A configuration is represented as a single `.yaml` file, allowing you to...
* Define the **commands** that agents may use to traverse + modify a codebase.
* Write **prompts** that are determiniscally/conditionally shown to the agent over the course of a single trajectory.
* Control the **input/output interface** that sits between the agent and `SWEEnv`.

## Configuration File Fields
The configuration is a `.yaml` file that consists of several fields. They are fully represented in this following outline:

```yaml
# Prompt Templates: Control how observations of environment are shown to agent
system_template: | # .yaml syntax for multi-line string value
First `system` message shown to agent
instance_template: |- # .yaml syntax for multi-line string value w/ no new line
Instance prompt, contains task instance-specific content
next_step_template: |-
Format template of per-turn observation (Contains standard output from agent's action)
next_step_no_output_template: |-
Format template of observation when there is no standard output from the agent's action
format_error_template: |-
Format template of error message (Used when agent's action causes an error)
demonstration_template: |
Format template for showing a demonstration to the agent
demonstrations:
- `trajectories/<username>/<experiment folder>/*.traj`
- File is a demonstration of how to solve a task. This could an agent generated trajectory.
- You can include 1+ demonstrations

# Environment States: Define features of the SWEEnv environment
env_variables:
# Default variables for SWEEnv at the beginning of each instance
CURRENT_FILE: 0
CURRENT_LINE:
OVERLAP:
SEARCH_FILES:
SEARCH_INDEX:
SEARCH_RESULTS:
WINDOW_SIZE:
START_INDEX:
END_INDEX:
START_CURSOR:
END_CUROSR:
START_CURSORS_MARK:
END_CURSOR_MARK:
state_command: |
# `state_command` allows you to update state variables to reflect any aspect of the environment (e.g. current working directory)
name: state
code: |
state() { echo '{"pwd": "'$PWD'"}';
# Action Interface: Define how an agent interacts with the SWEEnv environment
command_files:
- path/to/bash_file.sh
- Each file contains a list of commands implemented in bash
- You can include 1+ command files
parse_command: Reference to functionality for defining command documentation
history_processor: Reference to functionality for controlling agent's message history
parse_function: Parser run on agent output
```
We recommend looking at...
* `configs/` for examples of properly formatted configuration files. Each configuration differs in its set of commands, input/output format, demonstrations, etc.
* `commands/` for the bash implementations of the custom commands that SWE-agent uses to navigate + edit the codebase.

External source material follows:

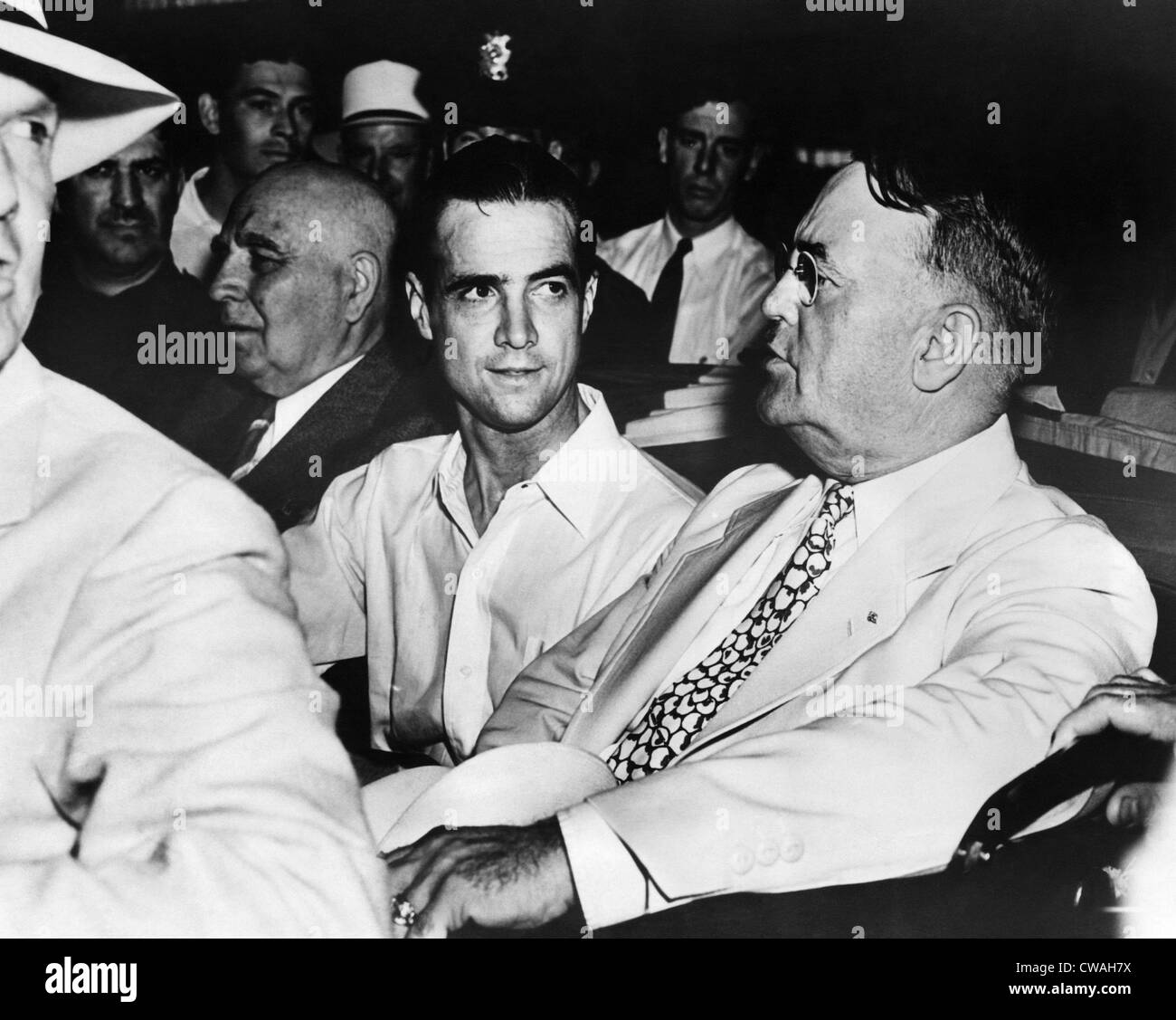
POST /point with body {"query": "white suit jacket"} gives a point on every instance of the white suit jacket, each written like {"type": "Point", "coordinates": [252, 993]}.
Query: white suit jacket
{"type": "Point", "coordinates": [991, 603]}
{"type": "Point", "coordinates": [167, 764]}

## How a Configuration File is Processed
Some notes on processing that occurs on config fields when SWE-agent is run:
* Commands specified in `command_files` will be parsed into a single block of documentation text that can be referenced as `{command_docs}`.
* `env_variables` are the default variables for the bash environment at the beginning of each instance.
* `state_command` is used to extract state information from the bash environment (formatted as json) to be used in the templates given to the agent.

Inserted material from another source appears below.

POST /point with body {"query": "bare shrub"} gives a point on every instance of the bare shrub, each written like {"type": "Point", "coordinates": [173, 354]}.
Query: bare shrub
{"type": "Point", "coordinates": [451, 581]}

Possible variables that can be used in templates are:
- `{command_docs}` (an automatically compiled collection of available commands + their docstrings)
- any variable given in `env_variables` (same spelling), e.g., `{WINDOW_SIZE}`
- any variable extracted as json as part of the `state_command` function
- the last observation `{observation}`
- ... this list will grow as we implement more features!